The sickle moon is in the west

And where, against the fading green,

A thicket darkles shall be seen

The humming chafers on their quest.

Come, leather-bird, rise up and gird!

Round sunset eaves there boom again

Great beetles on their sharded wings

And many air-borne lesser things

Are tapping at the window pane.

Come, flitter-mouse, and haunt my house.

But where the stygian water broods,

Dim twilight homes for evermore,

And bats beat up the dusky shore

For white, ghost-moths in phantom woods.

Come, pipistrelle, be off to hell.

MOON-MOTH

Beyond the sun, beside a crystal sea

She ruled her isle of lapis lazuli.

Her palaces of marble, agate, jade

Rose like a sheaf of savage flowers and laid

A splendour on the waves that only night could fade.

And for her nameless sins and cruelties,

Murders of love-mad men and lusts and lies,

Her sentence fell and she was swept away

From flaming pomps and crimes and royal sway,

Hurled from the joy of life, rapt from the light of day.

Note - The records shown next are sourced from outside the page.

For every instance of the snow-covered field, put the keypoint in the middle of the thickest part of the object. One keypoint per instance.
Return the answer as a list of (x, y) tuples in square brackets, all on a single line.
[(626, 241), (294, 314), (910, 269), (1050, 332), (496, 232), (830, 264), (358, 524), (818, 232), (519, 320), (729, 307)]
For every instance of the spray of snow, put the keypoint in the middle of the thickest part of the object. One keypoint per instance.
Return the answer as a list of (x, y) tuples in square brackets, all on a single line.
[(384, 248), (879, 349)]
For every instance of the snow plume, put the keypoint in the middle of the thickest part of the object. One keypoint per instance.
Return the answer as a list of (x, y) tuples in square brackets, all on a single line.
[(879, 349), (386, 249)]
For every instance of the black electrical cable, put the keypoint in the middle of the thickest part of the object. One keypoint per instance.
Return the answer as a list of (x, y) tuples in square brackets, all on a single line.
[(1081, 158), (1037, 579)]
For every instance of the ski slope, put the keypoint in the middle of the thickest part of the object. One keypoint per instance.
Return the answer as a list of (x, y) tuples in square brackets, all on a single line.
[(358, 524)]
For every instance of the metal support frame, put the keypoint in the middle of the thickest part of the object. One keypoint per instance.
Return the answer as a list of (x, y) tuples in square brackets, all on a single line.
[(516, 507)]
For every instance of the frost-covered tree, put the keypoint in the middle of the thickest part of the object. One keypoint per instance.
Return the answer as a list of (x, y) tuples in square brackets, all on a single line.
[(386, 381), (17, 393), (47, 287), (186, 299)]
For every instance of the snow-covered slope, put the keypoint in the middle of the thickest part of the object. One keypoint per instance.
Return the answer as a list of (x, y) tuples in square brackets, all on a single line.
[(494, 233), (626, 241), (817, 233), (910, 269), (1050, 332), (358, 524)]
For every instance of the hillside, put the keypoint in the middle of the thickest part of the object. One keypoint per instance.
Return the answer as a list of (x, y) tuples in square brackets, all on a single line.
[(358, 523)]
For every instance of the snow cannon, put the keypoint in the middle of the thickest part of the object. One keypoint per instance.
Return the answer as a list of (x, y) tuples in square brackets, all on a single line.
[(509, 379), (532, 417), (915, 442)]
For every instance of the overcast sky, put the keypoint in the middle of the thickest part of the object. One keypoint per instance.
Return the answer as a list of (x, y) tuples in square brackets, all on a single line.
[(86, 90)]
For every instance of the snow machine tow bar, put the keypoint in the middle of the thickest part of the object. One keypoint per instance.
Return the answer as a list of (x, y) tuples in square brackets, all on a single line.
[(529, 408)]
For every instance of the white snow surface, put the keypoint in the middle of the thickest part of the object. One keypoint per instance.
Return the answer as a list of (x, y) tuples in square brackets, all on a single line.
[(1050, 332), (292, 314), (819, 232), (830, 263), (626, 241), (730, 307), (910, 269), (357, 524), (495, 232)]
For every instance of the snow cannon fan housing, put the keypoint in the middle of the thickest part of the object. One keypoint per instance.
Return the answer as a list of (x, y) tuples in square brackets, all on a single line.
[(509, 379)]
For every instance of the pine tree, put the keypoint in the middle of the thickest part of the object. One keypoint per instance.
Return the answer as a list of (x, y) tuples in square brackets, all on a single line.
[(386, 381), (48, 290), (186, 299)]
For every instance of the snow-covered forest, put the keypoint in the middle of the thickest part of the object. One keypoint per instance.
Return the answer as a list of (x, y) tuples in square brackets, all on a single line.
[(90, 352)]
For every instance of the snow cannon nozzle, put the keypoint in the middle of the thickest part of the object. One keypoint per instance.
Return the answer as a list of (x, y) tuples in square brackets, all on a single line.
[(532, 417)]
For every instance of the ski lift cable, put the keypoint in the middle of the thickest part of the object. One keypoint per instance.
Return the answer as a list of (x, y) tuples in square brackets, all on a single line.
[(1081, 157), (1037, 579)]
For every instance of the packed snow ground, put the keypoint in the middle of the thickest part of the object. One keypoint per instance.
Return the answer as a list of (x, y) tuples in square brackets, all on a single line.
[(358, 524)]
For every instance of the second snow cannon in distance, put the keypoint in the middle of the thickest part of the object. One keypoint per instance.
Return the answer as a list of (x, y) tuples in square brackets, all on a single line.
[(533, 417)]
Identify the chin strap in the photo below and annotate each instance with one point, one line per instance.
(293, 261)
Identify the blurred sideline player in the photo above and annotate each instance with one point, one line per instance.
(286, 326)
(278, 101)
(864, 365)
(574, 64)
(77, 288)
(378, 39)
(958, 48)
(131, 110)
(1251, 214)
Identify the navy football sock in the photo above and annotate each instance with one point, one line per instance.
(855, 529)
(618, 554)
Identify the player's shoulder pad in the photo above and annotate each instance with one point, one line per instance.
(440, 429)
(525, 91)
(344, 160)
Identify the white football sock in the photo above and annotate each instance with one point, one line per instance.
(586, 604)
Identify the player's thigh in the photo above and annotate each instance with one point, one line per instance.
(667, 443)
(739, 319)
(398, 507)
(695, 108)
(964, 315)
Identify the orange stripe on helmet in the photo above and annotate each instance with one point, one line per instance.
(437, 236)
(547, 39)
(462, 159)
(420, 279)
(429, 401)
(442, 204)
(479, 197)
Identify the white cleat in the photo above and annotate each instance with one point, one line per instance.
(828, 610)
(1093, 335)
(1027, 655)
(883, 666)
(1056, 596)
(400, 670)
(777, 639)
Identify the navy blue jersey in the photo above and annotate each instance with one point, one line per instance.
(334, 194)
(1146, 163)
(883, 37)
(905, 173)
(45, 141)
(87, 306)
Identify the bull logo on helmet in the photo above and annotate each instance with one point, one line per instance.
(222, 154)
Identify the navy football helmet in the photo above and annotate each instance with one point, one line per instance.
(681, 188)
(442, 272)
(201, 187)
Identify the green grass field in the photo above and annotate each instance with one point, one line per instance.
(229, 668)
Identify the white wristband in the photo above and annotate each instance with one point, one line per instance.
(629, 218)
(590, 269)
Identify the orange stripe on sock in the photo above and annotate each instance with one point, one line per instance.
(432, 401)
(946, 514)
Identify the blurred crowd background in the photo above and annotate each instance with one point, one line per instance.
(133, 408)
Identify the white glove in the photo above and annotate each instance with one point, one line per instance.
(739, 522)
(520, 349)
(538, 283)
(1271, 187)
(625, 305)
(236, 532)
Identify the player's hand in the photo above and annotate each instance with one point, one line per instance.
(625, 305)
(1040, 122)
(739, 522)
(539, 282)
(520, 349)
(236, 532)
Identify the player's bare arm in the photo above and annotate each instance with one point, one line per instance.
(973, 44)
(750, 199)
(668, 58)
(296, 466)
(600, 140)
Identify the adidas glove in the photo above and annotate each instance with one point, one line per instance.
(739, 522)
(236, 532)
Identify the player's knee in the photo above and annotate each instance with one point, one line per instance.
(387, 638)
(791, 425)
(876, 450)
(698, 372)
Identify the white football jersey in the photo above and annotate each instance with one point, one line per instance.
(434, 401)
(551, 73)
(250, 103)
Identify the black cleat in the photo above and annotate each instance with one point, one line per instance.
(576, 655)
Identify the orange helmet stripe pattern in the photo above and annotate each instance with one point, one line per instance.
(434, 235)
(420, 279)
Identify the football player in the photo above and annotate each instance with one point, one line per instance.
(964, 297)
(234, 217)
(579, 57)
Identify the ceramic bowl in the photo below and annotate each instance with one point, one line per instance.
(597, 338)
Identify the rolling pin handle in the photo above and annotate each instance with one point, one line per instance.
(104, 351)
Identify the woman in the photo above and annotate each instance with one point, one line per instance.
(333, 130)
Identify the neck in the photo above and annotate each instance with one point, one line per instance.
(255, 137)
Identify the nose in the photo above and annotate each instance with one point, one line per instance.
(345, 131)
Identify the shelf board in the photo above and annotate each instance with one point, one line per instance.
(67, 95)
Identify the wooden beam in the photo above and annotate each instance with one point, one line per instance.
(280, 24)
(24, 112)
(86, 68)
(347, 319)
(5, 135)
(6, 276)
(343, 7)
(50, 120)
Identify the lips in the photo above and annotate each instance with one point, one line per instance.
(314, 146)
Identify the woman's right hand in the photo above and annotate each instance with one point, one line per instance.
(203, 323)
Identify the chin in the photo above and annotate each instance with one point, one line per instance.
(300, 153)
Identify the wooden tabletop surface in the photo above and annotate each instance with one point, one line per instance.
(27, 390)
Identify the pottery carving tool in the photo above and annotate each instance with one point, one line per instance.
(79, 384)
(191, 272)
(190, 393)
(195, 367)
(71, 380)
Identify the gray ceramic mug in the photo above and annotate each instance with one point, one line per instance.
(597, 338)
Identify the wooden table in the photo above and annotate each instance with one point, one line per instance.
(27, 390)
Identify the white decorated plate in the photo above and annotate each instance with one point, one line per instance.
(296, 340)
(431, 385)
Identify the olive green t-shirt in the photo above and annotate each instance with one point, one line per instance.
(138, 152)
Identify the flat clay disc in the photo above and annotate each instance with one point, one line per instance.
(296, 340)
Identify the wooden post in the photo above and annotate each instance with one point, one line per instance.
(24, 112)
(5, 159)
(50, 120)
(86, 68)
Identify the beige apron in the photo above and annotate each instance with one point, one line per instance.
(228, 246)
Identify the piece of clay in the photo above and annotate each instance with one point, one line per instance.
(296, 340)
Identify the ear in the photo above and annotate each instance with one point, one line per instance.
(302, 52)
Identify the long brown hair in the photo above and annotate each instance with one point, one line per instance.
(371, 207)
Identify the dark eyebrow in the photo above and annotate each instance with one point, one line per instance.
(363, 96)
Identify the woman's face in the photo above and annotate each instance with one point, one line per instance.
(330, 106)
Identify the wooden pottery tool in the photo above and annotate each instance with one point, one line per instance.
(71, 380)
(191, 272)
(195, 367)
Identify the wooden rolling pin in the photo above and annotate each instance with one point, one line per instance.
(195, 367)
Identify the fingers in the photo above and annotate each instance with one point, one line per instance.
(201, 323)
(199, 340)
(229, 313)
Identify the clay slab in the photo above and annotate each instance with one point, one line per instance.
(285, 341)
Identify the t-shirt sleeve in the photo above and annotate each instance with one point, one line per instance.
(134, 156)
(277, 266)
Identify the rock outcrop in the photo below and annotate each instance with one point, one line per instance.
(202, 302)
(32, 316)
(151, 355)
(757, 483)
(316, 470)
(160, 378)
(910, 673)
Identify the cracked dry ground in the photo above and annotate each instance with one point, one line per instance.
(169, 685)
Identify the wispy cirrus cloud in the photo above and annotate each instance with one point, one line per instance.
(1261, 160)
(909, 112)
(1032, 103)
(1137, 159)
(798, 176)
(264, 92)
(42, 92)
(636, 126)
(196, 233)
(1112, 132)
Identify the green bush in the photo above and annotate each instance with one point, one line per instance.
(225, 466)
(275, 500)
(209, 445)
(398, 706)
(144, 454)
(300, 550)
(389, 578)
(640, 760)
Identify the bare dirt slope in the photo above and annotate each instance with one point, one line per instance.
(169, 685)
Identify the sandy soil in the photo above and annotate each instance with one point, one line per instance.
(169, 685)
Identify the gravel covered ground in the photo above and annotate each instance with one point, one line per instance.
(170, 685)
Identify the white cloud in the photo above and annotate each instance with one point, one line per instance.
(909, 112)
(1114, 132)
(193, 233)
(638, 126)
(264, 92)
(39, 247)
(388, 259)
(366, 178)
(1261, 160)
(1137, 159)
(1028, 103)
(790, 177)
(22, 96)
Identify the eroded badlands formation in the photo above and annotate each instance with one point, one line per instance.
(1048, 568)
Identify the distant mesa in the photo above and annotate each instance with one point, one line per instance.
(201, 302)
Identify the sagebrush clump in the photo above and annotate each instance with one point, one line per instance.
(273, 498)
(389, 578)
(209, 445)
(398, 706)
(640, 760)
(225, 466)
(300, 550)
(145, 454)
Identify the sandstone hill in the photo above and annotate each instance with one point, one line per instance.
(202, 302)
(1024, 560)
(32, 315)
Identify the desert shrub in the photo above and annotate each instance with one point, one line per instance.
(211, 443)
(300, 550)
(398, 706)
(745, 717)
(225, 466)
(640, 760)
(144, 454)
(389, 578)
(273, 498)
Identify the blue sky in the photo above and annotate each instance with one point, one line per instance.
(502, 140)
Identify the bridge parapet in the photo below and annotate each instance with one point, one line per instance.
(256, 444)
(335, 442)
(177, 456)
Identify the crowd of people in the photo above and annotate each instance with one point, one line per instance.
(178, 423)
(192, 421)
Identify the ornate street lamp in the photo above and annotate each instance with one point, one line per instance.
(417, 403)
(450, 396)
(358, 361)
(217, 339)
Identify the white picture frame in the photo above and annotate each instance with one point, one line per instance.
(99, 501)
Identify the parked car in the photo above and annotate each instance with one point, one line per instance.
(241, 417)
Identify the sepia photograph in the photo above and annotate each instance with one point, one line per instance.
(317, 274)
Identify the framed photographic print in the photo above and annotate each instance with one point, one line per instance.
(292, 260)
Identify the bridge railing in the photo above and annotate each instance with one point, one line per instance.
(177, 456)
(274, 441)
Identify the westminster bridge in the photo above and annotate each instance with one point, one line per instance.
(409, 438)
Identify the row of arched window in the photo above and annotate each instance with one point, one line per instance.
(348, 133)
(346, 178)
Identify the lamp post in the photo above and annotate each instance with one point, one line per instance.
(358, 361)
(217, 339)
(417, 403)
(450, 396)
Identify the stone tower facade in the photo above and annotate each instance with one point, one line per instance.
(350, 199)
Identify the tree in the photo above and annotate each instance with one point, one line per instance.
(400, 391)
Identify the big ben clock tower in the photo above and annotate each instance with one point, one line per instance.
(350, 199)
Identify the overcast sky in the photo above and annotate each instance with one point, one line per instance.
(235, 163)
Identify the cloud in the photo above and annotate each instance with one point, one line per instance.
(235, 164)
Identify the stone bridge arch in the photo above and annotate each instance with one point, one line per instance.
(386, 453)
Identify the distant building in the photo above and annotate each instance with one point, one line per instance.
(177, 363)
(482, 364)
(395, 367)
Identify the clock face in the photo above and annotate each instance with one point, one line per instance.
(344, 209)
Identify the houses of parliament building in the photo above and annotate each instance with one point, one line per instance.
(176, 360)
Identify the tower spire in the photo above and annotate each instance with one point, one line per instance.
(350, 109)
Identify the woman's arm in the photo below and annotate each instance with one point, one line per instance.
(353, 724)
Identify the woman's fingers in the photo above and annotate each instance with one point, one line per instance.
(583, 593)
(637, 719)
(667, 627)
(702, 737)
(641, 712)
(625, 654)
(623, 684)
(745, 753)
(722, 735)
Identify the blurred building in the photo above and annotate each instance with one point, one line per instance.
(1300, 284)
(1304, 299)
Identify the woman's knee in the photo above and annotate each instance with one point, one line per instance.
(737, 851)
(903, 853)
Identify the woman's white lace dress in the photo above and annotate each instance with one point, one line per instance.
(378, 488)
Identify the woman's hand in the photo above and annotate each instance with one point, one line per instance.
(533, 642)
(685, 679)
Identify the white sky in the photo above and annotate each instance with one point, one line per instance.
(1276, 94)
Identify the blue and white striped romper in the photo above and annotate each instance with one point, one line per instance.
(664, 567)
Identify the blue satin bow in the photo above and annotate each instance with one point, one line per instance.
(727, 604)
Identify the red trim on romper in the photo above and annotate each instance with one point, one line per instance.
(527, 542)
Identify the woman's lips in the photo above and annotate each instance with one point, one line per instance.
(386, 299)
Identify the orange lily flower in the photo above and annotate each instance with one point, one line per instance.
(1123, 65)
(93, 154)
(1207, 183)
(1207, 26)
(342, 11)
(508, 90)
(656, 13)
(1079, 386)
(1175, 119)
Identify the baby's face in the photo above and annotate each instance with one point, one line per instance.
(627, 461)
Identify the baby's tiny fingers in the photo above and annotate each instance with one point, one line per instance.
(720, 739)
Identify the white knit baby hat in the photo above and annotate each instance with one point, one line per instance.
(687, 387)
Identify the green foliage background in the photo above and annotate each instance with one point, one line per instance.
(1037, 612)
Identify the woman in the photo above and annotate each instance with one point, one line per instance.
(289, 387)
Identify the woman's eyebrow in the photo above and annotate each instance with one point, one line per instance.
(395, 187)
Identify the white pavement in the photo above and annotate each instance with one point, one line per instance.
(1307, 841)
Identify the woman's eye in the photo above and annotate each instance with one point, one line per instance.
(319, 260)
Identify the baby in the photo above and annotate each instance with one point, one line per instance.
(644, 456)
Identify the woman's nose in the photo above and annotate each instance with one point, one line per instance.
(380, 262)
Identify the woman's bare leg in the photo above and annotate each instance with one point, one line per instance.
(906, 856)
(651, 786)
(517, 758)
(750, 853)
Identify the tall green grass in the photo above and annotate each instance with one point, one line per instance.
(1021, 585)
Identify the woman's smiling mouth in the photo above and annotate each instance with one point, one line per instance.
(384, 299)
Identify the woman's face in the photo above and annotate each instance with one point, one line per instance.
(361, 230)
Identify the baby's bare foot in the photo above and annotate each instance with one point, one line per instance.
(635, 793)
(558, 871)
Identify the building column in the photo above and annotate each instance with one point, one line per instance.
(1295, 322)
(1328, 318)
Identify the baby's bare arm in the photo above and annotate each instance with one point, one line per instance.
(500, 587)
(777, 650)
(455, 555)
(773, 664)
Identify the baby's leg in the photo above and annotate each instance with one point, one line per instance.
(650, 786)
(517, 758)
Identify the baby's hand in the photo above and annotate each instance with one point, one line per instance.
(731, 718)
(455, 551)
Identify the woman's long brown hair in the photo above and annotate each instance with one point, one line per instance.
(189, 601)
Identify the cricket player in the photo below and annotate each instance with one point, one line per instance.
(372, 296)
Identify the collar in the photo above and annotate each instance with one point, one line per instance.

Yet, being fairest far and loveliest

Of any in a woman's body drest,

Fate banished not her beauty from the earth--

Only her evil happiness and mirth,

And left her living dead, doomed to eternal dearth.

The Shadows that do mould our destiny

Willed her a moon-moth evermore to be--

Woman and insect one in mingled state,

A chimera without a peer, or mate,

To ancient Night inscribed and Darkness dedicate.

By day she sleeps, even as the vampires sleep,

Behind her sombre wings, that fold and keep

Her body's glory hidden: they are brown,

Grizzled and amber, jagged and slashed adown

With faded serecloth grey--a winding-sheet for gown.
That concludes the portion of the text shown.